New system locates origin of incoming fire

The time difference between the shock wave and the arrival of the blast — and clever algorithms — yield complete information about the direction, elevation, and range, all in less than a second and a half. The shooter’s direction is indicated as a clock position on a small console, the range and elevation are displayed on an LED screen, and all the information is spoken aloud by a recorded voice.

The company says that once the microphone array and the signal processing had been worked out, the principal technical challenge was eliminating false positives — sounds that might be misidentified as gunshots. Early on, slamming a Humvee door would be enough to trigger the system, Schmitt says. “It would look enough like a [bullet’s] shock wave that we would do the processing and report it falsely.” After some ­tinkering, BBN got Boomerang into shape. The trade‑off in reducing false positives was in reducing the system’s ­ability to figure the origin of bullets that do not come within thirty meters of a moving vehicle or fifty meters of a stationary one. Schmitt says that a soldier does not care about gunfire that misses by such a wide margin, “and Boomerang hasn’t registered a single false alarm in the past two years in Iraq and Afghanistan,” he claims.

At the same time, BBN began ­testing a bullet-detection system that can be mounted on helicopters. Such a ­system is much more complicated, in part because a helicopter can move much faster and in more directions. Bullets are so fast that Boomerang needn’t ­factor in the ­movement of a Humvee, even when ­traveling at 100 ­kilometers per hour. But a helicopter’s greater speed can’t be ignored, so the new ­system uses ­accelerometers to factor it in. A ­single set of sensors arranged on a mast strapped to the top of a vehicle serves all types of cars and trucks, but this won’t work on a helicopter, which can be shot at from below as well as above.

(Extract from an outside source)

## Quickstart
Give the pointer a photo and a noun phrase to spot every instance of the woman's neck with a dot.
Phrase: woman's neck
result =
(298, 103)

The ­microphones have to be carefully ­positioned, and each model will require a custom configuration. Finally, the new system uses only the shock wave-and more sophisticated algorithms-not the muzzle blast, which cannot be reliably measured from a helicopter.

Last June and then again in August, a prototype was tested at Fort Rucker, in Alabama. Previous tests had ­collected data to be processed off-line back at BBN; these were the first to ­process data on board. Both BBN and the Department of Defense declined to ­comment on their outcomes, but Schmitt says that he believes a deployable ­version will be ready sometime in 2009.